In other words, a college may assume that a student’s parents will use $2,800 of a $50,000 account each year to pay college bills; if the same account is a UGMA in the student’s name, the college may assume that $17,500 will be used. Years of contributing through UGMAs could push your child out of financial aid range.
Prepaid Tuition Plans: Certain states, such as Alabama, Alaska, Colorado, Florida, Massachusetts, Michigan, Ohio, Pennsylvania, Tennessee and West Virginia offer various types of prepaid tuition plans, generally for students attending state schools. Residents of these states can buy a contract or bonds at a fixed price, based on the rates of college tuition today. Payments can be made in lump sums or monthly installments. The state, in turn, invests the money to earn the difference between the amount you are paying and the projected cost of tuition at the time your child reaches college age. Those who sign up are fully protected, as the state assumes all the risk of the investments. Check with your state’s commission on higher education to see if a prepaid tuition plan is available where you live.
Prepaid tuition plans are not for everyone. They mostly attract middle-income families who tend to be more conservative in their investments. Lower-income families using this option may jeopardize their chances for state aid and forfeit money needed for immediate essentials. If you’re interested and a plan is offered in your state, you’ll want to know if it covers only the cost of tuition, or room and board, too. Also, check to see if it applies to other than state schools. Finally, confirm that your original deposit will be returned if your child attends a private or out-of-state college, is not accepted at a state school or chooses not to attend college at all.

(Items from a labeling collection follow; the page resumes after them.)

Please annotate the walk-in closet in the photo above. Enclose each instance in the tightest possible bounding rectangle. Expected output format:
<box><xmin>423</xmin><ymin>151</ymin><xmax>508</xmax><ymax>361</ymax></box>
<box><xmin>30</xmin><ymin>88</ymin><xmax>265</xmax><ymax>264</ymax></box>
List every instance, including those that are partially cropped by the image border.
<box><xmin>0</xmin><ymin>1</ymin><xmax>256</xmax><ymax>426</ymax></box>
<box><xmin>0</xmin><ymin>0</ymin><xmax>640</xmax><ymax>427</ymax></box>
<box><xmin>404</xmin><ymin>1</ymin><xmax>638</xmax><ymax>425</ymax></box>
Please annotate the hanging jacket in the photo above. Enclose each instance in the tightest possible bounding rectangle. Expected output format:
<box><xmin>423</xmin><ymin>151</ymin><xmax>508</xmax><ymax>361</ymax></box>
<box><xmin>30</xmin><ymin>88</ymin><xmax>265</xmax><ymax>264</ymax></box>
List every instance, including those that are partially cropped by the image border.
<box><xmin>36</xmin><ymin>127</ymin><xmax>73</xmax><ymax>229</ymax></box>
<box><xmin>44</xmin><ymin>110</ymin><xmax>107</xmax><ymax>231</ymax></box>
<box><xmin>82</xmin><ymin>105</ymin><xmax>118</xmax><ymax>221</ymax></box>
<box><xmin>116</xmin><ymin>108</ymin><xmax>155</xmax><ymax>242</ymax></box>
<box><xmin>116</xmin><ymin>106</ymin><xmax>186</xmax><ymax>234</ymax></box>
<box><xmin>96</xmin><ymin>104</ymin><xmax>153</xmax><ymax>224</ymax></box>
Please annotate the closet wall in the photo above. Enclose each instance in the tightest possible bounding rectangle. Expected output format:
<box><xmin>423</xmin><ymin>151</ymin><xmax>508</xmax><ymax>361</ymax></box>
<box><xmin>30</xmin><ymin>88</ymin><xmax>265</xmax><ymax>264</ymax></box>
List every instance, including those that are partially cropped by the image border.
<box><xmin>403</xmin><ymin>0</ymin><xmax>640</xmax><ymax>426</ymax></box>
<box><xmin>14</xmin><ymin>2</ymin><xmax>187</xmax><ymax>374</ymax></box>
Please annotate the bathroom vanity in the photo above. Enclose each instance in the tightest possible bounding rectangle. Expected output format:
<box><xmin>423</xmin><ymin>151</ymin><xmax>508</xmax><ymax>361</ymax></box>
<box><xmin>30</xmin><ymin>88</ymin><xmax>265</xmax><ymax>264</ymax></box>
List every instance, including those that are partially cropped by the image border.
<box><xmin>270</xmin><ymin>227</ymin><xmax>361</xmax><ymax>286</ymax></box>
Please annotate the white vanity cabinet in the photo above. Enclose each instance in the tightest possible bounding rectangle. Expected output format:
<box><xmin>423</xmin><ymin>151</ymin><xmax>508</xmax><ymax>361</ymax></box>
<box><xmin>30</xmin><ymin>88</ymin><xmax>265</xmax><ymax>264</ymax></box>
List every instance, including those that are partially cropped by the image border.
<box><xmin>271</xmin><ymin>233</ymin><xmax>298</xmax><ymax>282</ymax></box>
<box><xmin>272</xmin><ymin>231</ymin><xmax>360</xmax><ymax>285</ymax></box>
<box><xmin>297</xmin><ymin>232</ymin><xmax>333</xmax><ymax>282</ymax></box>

Education Tax Credits: These two college-oriented tax credits may make paying for college just a little easier:
The HOPE Credit offers a tax credit up to $1,500 to cover expenses for tuition and fees for yourself, your spouse, or a dependent during the first two years of higher education.
The Lifetime Learning Credit is similar. It offers a credit of up to $1,000 for tuition or fees. This credit may also be used for courses to acquire or improve job skills.
There is an important restriction that goes along with these credits: you may choose only one of these credits; and if you take tax-free withdrawals from an Education IRA, you may use the credit in that year as long as it’s for different educational expenses.
CDs and Bank Accounts: Bank Certificates of Deposit (CDs) and bank savings accounts are two other places to put college savings. Although CDs and bank savings accounts are generally FDIC insured, they generally offer a lower return potential than other investment vehicles and are most appropriate for those with short-term goals.